You should review this coverage carefully. Compare it with all accident and sickness coverage you now have. If, after due consideration, you find that purchase of this Medicare supplement coverage is a wise decision, you should terminate your present Medicare supplement or Medicare Advantage coverage. You should evaluate the need for other accident and sickness coverage you have that may duplicate this policy.

STATEMENT TO APPLICANT BY ISSUER, PRODUCER (OR OTHER REPRESENTATIVE):

I have reviewed your current medical or health insurance coverage. To the best of my knowledge, this Medicare supplement policy will not duplicate your existing Medicare supplement or, if applicable, Medicare Advantage coverage because you intend to terminate your existing Medicare supplement coverage or leave your Medicare Advantage plan. The replacement policy is being purchased for the following reason(s) (check one):

___

Additional benefits.

___

No change in benefits, but lower premium.

___

Fewer benefits and lower premiums.

___

My plan has outpatient prescription drug coverage and I am enrolling in Part.

___

Disenrollment from a Medicare Advantage plan. Please explain reason for disenrollment (optional only for Direct Mailers.)

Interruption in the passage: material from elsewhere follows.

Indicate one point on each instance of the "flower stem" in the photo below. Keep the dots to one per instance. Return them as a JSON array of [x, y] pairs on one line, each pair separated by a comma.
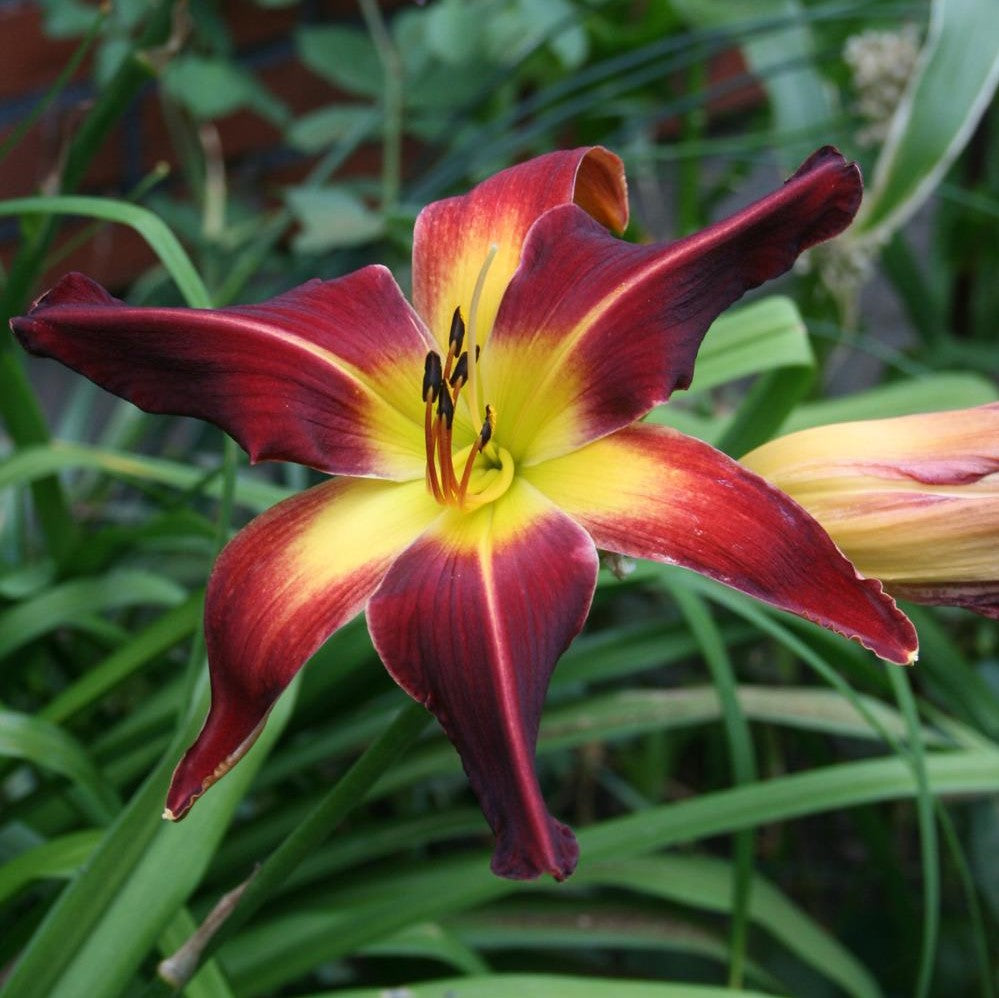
[[350, 791], [472, 344], [392, 102]]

______________________________________

______________________________________

___

Other. (please specify)

______________________________________

______________________________________

______________________________________

(Signature of producer or other representative)*

(Typed Name and Address of issuer, producer or other representative)

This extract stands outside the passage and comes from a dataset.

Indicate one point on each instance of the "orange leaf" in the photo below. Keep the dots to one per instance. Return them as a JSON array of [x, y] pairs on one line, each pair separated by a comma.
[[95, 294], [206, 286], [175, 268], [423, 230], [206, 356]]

______________________________________

(Applicant's Signature)

______________________________________

(Date)

* Signature not required for direct response sales.

(iii)Additional statements. The notice shall include the following statements, except that clauses (A) and (B), applicable to preexisting conditions, may be deleted by an issuer if the replacement does not involve application of a new preexisting condition limitation:
(A) If the issuer of the Medicare supplement policy being applied for does not, or is otherwise prohibited from imposing preexisting condition limitations, please skip to statement 2 below. Health conditions which you may presently have (preexisting conditions) may not be immediately or fully covered under the new policy. This could result in denial or delay of a claim for benefits under the new policy, whereas a similar claim might have been payable under your present policy.
(B) State law provides that your replacement policy or certificate may not contain new preexisting conditions, waiting periods, elimination periods or probationary periods. The insurer will waive any time periods applicable to preexisting conditions, waiting periods, elimination periods, or probationary periods in the new policy (or coverage) for similar benefits to the extent such time was spent (depleted) under the original policy.
(C) If you still wish to terminate your present policy and replace it with new coverage, be certain to truthfully and completely answer all questions on the application concerning your medical and health history. Failure to include all material medical information on an application may provide a basis for the company to deny any future claims and to refund your premium as though your policy had never been in force. After the application has been completed and before you sign it, review it carefully to be certain that all information has been properly recorded. (If the policy or certificate is guaranteed issue, this paragraph need not appear.)
(D) Do not cancel your present policy until you have received your new policy and are sure that you want to keep it.

31 Pa. Code § 89.784

The provisions of this §89.784 adopted July 24, 1992, effective 7/25/1992, 22 Pa.B. 3841; amended May 10, 1996, effective 5/11/1996, 26 Pa.B. 2196; amended May 6, 2005, effective 5/7/2005, 35 Pa.B. 2729; amended April 24, 2009, effective 4/25/2009, 39 Pa.B. 2086.

The provision of this §89.784 amended under sections 206, 506, 1501 and 1502 of The Administrative Code of 1929 (71 P. S. §§ 66, 186, 411 and 412), the Medicare Improvements for Patients and Providers Act of 2008, Pub. L. No. 100-275, 122 Stat. 2494 and the Genetic Information Nondiscrimination Act of 2008, Pub. L. No. 110-233, 122 Stat. 881.